Thought this would be best posted here, but if I'm wrong, sorry.

For an upcoming show, I need to fix some scaffold poles (48mm pipe) to a wall as part of the set. The wall is made of cinder block, and is the back wall of our stage, where our cyc should be!

Also, it doesn't need to support any weight, other than that of the the scaff poles themselves. There will be no equipment of actors putting weight on this structure, it is purely there for "looks".

Can anyone suggest the best way to do this without spending huge amounts of money, whilst keeping it safe?

If you need any more information, just ask.

Thanks,
Andy.

PS: I'm based in the UK, if that makes a difference to any answers.

EDIT: I'm guessing the best way for this is a wall to pipe bracket: http://www.doughty-engineering.co.uk/cgi-bin/trolleyed_public.cgi?action=showprod_T33310
Any other alternatives?


----------



## DaveySimps (Jan 23, 2009)

The pipe bracket anchored to the wall with Tapcons (blue masonary screws) should do the trick.

~Dave


----------



## Van (Jan 23, 2009)

I agree with Davey.
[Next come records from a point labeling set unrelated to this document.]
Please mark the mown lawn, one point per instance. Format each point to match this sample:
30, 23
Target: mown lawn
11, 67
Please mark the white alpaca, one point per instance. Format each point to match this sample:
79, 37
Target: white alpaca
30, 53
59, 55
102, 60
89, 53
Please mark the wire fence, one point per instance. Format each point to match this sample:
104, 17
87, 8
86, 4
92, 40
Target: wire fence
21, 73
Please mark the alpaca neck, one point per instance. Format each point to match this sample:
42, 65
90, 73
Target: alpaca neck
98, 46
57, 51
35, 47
Tapcons should work and I'm sure they must be availible in the UK. 
Almost every other technique for attaching to a CMU wall will require drilling, inserting a; toggle, lug, or some other form of interior mechanical device. There are aheasives made to adhere to CMU but they are not easily removed. 
From your post it appears you were ready for all the caveats, and possible questions about load bearing etc. I'm proud you thought ahead. Just make sure you take the darn thing down right after the show or the Sparkies will wind up hanging lights off of it.


----------



## AndyPandy (Jan 23, 2009)

ah ha. Cheers for the speedy responses. I will investigate Tapcons and see what I can find.
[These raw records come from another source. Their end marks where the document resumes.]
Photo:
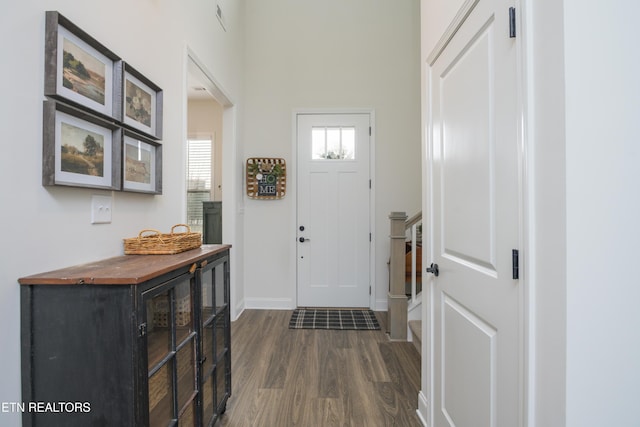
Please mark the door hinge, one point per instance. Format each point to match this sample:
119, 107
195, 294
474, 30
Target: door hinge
512, 22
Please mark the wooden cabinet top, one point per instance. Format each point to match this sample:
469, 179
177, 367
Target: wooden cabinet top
123, 270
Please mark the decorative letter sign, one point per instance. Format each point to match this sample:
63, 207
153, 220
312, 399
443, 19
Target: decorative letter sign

Theres no need to worry about it being used for hanging lamps off on a later production since the bars are being hired in for the duration of the show, and I happen to also be the lampie working this. (its pretty small scale)

Will let you know the outcome of my investigations/work.


----------



## cdub260 (Jan 23, 2009)

Here's a link to Tapcon's website.

Also a quick google search revealed several UK suppliers for Tapcons.


----------



## TheDonkey (Jan 23, 2009)

As a completely different alternative, cover the wall with plywood/fabric/paper/whatever, and paint it in a scaffold pattern?


----------